Faites le quizz pour découvrir quel type de témoin vous êtes et quel pourrait être votre potentiel d’action.
Et si l’occasion de réagir sur le moment n’a pas été saisie, « il y a toujours des choses que l’on peut faire après », rassure Franciska Krings. Essayer par exemple d’établir un contact avec la victime pour lui signaler son soutien ou lui poser des questions sur ses ressentis. Le tout afin d’éviter que ne s’installe en elle un sentiment de solitude.
Pourquoi agir ?
« À la longue, l’accumulation de micro-agressions devient nocive pour les victimes », avertit la professeure. On entend par là, par exemple, des remarques déplacées ou des comportements d’exclusion, se traduisant notamment par le fait de ne pas donner la parole à une personne, de ne pas l’inviter aux repas ou aux cafés, de ne pas prendre en compte son avis, etc.
« Même si ce n’est pas 100% juste, on se sentira souvent mieux après avoir agi qu’en ne faisant rien. »

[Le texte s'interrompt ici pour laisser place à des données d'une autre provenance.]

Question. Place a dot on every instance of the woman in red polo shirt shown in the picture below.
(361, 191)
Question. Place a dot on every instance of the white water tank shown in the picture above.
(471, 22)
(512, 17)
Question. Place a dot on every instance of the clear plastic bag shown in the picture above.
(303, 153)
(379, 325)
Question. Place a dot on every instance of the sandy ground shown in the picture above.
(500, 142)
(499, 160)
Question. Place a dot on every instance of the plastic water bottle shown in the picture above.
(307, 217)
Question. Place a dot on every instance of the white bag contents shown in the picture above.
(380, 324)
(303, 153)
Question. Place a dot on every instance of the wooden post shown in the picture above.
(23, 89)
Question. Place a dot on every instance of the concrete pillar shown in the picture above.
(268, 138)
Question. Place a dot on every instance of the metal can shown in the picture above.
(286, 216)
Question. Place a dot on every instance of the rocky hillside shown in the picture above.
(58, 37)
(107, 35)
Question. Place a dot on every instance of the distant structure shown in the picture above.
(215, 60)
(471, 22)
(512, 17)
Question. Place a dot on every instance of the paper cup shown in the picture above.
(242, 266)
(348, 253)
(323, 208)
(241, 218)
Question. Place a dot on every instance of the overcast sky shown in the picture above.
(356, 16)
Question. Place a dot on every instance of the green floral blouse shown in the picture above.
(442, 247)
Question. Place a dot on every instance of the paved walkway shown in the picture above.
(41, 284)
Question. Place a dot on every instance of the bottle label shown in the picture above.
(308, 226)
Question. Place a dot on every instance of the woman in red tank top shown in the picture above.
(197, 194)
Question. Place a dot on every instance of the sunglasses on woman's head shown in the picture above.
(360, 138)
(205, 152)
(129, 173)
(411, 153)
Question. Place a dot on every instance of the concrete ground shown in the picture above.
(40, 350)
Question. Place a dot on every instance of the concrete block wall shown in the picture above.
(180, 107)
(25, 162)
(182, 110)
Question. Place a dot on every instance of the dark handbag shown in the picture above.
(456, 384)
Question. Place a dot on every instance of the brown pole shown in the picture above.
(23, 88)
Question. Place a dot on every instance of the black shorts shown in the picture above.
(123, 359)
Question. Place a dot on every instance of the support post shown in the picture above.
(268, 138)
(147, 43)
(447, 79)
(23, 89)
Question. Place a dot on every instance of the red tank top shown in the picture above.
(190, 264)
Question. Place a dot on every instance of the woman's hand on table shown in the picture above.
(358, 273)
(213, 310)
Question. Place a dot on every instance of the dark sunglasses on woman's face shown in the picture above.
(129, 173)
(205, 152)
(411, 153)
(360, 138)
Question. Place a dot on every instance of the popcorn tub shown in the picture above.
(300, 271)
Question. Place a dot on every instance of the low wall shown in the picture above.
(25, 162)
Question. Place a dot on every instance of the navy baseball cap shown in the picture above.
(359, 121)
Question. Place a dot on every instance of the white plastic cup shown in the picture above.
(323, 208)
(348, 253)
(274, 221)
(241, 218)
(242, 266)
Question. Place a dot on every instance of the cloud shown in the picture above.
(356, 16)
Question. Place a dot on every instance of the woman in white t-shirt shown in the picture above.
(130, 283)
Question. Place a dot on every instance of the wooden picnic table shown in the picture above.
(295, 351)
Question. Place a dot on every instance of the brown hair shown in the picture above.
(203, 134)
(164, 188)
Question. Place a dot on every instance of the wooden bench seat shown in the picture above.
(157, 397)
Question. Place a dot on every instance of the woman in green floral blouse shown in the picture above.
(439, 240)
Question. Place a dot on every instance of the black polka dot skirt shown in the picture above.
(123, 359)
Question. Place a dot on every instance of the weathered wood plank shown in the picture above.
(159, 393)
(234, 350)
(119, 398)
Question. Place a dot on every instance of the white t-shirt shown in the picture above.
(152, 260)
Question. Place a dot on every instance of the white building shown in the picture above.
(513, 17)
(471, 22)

Franciska Krings, professeure ordinaire HEC
Franciska Krings est formelle : « Rester les bras croisés est souvent perçu par la victime, la personne à l’origine de la micro-agression, ainsi que les autres observateurs présents, comme une forme de validation tacite de la situation. Réagir permet de corriger cette fausse impression. D’autant que les personnes extérieures à une situation sont souvent les plus efficaces pour la désamorcer. » Et ne rien faire, c’est aussi ouvrir une porte à la culpabilité. « Même si ce n’est pas 100% juste, on se sentira souvent mieux après avoir agi qu’en ne faisant rien. Qu’importe la taille du geste, sa nature ou le moment où on le manifeste – pendant, après – ce n’est pas ce qui compte le plus », assure la chercheuse.
Pour en apprendre davantage sur le rôle des témoins
Le 25 avril 2024, Aide UNIL organise l’événement « Interventions de témoins et harcèlement ou discrimination sur les lieux de travail ou de formation : concepts, impacts, ressources », dans le cadre de la Sexual Harassment Awareness Day 2024.
Un panel d’expertes et d’experts, dont la professeure Franciska Krings, aborderont cette thématique en proposant des clés concrètes. Un atelier interactif sur l’approche par l’intervention de témoins dite des 5D (Right to Be, 2022) sera ensuite proposé par Aide UNIL et le Bureau de l’égalité.